Electrode manufacturing

© Photo Fraunhofer IPA

Flexibility and variability are essential when it comes to developing new energy storage systems in order to keep investment and operating costs low. Despite this, each process step must be investigated on the research side. To do this, the department “Functional Materials” has modeled the process steps required to manufacture small quantities with variable designs in its technical center “Flexible battery production”. The scalable processes enable alternative electrode, separator and electrolyte materials to be synthesized and evaluated in free-standing electrodes, cells and modules. The production processes can be varied to optimize synthesis, paste manufacture, coating and molding processes for new materials, with the aim of adapting power densities to suit customer requirements



Electrode materials and simulation

Hybrid materials for new energy storage systems are simulated and subsequently synthesized with the aid of plasma, CVD, wet-chemical and mechanical processes.
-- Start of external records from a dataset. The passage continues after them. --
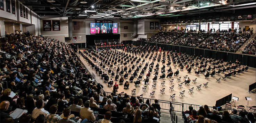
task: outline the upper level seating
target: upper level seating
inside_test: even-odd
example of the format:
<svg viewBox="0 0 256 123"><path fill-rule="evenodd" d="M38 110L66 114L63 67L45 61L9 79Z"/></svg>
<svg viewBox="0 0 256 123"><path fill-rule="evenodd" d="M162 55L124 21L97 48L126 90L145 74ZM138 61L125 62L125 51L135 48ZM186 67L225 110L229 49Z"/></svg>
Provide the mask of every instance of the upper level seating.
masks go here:
<svg viewBox="0 0 256 123"><path fill-rule="evenodd" d="M199 47L234 52L237 51L250 36L249 34L246 33L214 33Z"/></svg>
<svg viewBox="0 0 256 123"><path fill-rule="evenodd" d="M256 47L255 47L255 40L254 40L251 42L249 42L247 45L245 47L244 49L243 50L242 53L251 53L251 52L256 52Z"/></svg>
<svg viewBox="0 0 256 123"><path fill-rule="evenodd" d="M169 44L175 41L184 33L180 30L161 31L150 37L147 41L155 42Z"/></svg>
We have the necessary expertise and equipment to produce, modify and handle these.


Paste manufacture

By varying the solid content, as well as viscosity and conductivity, electrode pastes are developed and realized to meet individual customer and process requirements. The goal is to manufacture homogeneous pastes at lower cost, as well as to design production process that are more efficient and gentle on resources.


Electrode coatings

Variable and flexible processes for coating electrodes are available at the technical center. When optimizing electrodes, we assess new materials and modify existing coating technologies to meet specific customer demands.


Drying process

The right amount of energy and the right drying parameters are needed to dry active material layers in multi-layer coatings effectively. Energy can be used more efficiently through flexibly adapting and selecting drying processes (infrared, circulating air, UV).


Characterizing batteries and supercapacitors

We characterize these with the aid of free-standing electrodes, cells and modules. To characterize the electrochemical properties of the electrodes and prototype cells we develop, we apply conventional battery and supercapacitor test methods used in voltammetry, as well as impedance measurements (EIS).